In un momento della mia vita in cui il medioevo, in particolare quello germanico, era diventato molto più di una semplice passione, un momento in cui musica e Edda Poetica si intrecciavano indissolubilmente, in cui la lettura de I Miti Nordici di Gianna Chiesa Isnardi segnava il passo della mia vita, in cui i miei migliori amici erano Geoffrey Chaucer, William Langland e Gower, e in cui recitavo il Padre Nostro in lingue ai più sconosciute… (“Atta unsar thu in himinam…”) la mia strada si incrocia con il Prof.

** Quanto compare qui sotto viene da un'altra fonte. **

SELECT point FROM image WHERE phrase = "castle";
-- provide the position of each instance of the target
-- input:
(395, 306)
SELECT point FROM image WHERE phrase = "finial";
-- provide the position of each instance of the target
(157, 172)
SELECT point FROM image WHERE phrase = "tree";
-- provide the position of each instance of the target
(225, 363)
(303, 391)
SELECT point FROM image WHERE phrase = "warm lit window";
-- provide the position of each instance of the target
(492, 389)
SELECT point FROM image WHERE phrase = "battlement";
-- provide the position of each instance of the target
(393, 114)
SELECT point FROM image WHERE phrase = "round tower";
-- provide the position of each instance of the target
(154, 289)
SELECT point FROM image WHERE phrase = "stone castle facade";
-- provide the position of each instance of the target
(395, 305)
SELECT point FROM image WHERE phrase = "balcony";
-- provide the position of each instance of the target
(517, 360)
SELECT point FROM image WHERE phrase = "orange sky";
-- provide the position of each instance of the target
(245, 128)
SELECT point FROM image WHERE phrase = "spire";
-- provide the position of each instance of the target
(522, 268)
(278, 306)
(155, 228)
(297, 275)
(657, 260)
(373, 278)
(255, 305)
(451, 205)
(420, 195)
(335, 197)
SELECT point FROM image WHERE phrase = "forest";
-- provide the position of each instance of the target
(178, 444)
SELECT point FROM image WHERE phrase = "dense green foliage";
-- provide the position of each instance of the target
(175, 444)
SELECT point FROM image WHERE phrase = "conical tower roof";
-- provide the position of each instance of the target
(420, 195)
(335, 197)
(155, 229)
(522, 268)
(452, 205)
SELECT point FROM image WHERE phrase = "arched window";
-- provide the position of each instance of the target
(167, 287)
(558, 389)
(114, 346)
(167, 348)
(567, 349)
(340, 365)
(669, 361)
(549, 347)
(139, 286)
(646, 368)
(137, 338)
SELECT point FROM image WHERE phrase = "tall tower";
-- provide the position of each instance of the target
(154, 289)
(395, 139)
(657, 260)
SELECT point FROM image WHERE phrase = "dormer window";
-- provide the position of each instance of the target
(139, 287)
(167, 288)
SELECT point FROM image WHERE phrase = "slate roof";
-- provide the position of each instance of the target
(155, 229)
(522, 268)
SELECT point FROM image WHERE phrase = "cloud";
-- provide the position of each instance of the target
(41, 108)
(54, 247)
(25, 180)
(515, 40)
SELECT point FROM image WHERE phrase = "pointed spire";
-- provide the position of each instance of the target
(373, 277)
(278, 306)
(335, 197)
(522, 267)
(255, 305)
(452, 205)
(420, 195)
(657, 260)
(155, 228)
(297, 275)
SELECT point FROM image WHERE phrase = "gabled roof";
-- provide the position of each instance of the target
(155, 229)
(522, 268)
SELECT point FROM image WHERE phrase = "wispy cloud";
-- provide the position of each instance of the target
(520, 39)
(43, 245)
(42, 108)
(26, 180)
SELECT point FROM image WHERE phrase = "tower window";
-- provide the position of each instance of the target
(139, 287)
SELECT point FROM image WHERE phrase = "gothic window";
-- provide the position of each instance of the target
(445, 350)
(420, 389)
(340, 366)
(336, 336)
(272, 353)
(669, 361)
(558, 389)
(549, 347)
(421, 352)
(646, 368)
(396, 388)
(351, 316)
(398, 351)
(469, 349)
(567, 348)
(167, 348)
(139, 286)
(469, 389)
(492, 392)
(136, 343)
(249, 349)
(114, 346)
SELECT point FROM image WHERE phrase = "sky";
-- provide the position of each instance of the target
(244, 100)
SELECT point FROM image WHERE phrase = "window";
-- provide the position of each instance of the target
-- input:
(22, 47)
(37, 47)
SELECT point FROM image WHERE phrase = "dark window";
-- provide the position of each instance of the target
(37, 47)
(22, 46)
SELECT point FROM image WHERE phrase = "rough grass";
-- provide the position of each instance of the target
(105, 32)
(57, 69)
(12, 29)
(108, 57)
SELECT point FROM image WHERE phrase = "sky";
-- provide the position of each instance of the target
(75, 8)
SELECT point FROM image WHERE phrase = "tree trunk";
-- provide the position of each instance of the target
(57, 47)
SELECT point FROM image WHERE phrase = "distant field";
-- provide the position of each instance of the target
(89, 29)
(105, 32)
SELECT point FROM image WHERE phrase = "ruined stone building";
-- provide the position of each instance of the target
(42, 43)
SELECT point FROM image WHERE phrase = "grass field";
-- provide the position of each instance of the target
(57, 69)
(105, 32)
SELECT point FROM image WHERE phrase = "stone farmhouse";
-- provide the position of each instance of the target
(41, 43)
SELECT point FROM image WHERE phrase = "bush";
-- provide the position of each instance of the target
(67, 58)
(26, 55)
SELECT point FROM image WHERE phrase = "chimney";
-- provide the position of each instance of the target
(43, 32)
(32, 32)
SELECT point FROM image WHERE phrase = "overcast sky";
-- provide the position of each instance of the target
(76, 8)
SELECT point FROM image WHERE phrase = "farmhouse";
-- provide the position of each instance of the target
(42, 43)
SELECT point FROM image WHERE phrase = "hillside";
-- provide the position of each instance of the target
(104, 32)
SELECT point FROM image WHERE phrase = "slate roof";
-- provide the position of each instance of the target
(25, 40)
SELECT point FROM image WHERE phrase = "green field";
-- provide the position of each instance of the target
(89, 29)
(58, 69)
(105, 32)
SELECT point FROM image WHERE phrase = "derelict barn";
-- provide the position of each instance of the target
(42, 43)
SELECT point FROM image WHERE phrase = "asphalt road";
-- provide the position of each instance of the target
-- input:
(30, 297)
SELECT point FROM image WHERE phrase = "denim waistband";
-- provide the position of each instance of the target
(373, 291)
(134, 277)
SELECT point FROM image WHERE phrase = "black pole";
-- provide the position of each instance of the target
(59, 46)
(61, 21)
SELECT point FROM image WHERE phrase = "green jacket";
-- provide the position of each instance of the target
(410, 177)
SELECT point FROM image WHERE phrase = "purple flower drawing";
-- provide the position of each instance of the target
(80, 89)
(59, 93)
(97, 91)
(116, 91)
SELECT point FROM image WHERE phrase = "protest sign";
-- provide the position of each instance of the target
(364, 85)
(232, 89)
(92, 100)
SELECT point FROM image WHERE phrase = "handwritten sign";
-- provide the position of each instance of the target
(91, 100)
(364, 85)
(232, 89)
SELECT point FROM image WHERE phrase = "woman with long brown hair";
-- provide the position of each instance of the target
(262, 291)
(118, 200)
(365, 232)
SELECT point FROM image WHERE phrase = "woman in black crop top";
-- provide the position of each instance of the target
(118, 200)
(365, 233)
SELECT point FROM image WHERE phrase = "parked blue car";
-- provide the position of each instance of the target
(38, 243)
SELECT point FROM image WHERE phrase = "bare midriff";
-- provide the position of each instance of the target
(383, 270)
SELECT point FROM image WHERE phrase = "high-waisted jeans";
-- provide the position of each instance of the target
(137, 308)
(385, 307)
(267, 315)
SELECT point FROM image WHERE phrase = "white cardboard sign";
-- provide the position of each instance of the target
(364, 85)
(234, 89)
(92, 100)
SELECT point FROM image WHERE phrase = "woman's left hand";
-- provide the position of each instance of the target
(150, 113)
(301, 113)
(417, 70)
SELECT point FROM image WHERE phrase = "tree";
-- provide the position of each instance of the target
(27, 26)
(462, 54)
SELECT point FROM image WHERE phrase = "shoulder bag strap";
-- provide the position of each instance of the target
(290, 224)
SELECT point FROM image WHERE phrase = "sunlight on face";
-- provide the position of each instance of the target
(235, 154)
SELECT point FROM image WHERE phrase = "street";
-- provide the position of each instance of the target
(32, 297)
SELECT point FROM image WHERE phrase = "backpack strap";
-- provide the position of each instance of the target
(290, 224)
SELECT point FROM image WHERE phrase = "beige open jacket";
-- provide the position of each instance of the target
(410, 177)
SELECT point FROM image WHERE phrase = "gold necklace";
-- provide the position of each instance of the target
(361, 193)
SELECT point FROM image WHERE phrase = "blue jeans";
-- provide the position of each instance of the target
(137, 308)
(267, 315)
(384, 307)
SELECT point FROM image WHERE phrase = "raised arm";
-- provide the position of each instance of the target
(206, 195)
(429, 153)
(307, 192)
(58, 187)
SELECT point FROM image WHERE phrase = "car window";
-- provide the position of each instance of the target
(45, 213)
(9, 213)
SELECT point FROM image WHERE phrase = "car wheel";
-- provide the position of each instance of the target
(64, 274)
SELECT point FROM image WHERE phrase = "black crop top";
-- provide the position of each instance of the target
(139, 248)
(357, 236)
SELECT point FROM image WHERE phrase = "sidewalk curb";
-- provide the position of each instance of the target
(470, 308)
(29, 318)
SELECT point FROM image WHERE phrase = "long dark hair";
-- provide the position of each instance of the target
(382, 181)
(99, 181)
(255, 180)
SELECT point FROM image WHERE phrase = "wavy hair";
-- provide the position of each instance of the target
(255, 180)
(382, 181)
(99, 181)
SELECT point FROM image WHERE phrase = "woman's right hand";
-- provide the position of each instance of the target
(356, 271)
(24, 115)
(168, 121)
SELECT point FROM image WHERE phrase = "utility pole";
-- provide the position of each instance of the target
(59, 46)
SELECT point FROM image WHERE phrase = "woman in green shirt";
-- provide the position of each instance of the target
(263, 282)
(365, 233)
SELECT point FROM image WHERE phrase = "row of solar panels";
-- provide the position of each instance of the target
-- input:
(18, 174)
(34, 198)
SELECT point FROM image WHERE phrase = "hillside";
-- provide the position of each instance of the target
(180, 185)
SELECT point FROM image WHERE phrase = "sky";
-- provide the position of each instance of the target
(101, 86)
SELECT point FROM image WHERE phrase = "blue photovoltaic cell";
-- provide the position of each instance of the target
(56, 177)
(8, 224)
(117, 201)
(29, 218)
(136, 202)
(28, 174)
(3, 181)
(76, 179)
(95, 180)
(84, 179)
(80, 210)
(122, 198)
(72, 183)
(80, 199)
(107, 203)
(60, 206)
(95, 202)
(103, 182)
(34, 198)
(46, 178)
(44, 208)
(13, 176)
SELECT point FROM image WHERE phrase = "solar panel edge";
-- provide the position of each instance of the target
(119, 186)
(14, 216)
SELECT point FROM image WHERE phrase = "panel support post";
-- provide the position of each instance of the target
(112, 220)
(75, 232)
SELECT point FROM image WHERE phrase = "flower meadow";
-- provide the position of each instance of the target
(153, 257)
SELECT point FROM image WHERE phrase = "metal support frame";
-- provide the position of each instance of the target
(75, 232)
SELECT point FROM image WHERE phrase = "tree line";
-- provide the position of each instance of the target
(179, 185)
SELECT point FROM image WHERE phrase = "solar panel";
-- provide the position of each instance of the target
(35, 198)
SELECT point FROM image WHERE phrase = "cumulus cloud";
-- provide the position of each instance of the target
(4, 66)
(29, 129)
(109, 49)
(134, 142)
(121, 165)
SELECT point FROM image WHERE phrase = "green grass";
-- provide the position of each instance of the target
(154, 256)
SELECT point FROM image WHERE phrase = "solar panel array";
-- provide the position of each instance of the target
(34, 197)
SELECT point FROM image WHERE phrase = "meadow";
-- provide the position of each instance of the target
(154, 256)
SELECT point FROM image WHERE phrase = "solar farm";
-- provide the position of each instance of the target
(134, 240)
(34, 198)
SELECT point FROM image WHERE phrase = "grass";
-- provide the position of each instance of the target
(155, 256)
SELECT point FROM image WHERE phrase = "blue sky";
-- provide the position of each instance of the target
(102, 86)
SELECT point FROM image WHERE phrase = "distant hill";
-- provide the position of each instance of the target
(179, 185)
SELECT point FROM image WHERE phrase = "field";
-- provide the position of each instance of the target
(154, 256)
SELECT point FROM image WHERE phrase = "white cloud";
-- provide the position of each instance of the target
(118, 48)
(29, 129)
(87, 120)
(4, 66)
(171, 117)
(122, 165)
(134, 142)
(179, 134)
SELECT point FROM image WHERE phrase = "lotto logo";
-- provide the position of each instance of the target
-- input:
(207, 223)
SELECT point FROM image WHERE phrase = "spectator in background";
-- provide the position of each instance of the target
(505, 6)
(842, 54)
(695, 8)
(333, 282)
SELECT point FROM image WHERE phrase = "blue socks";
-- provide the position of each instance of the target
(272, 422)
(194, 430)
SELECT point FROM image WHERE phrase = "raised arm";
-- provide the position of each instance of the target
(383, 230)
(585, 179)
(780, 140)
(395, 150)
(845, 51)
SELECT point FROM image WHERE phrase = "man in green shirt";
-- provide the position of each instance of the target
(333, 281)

Meli, quello di Filologia Germanica II, quello toscano, che parla quasi come Dante… Il corso monografico quell’anno era proprio sull’Edda Poetica e sull’antico nordico, il norreno, la lingua dei Vichinghi… quella in cui miti nordici e saghe islandesi sono scritti… Fu amore a prima vista. Fu amore profondo per una materia già molto amata, fu sopratutto amore profondo per un modo di avvicinarsi alla lingua antica, e soprattutto ai testi antichi che mi segnò indelebilmente. Fu amore per un insegnante che aveva coinvolto la mia anima non solo con la sua passione per la letteratura medievale e antica, per la ricerca e la traduzione, ma soprattutto per il grande valore che egli dava alla cultura. Fu lui poi ad indirizzarmi all’Associazione Italiana Filologia Germanica e all’International Society of Anglo-Saxonists che diventarono per molti anni parte importante della mia vita.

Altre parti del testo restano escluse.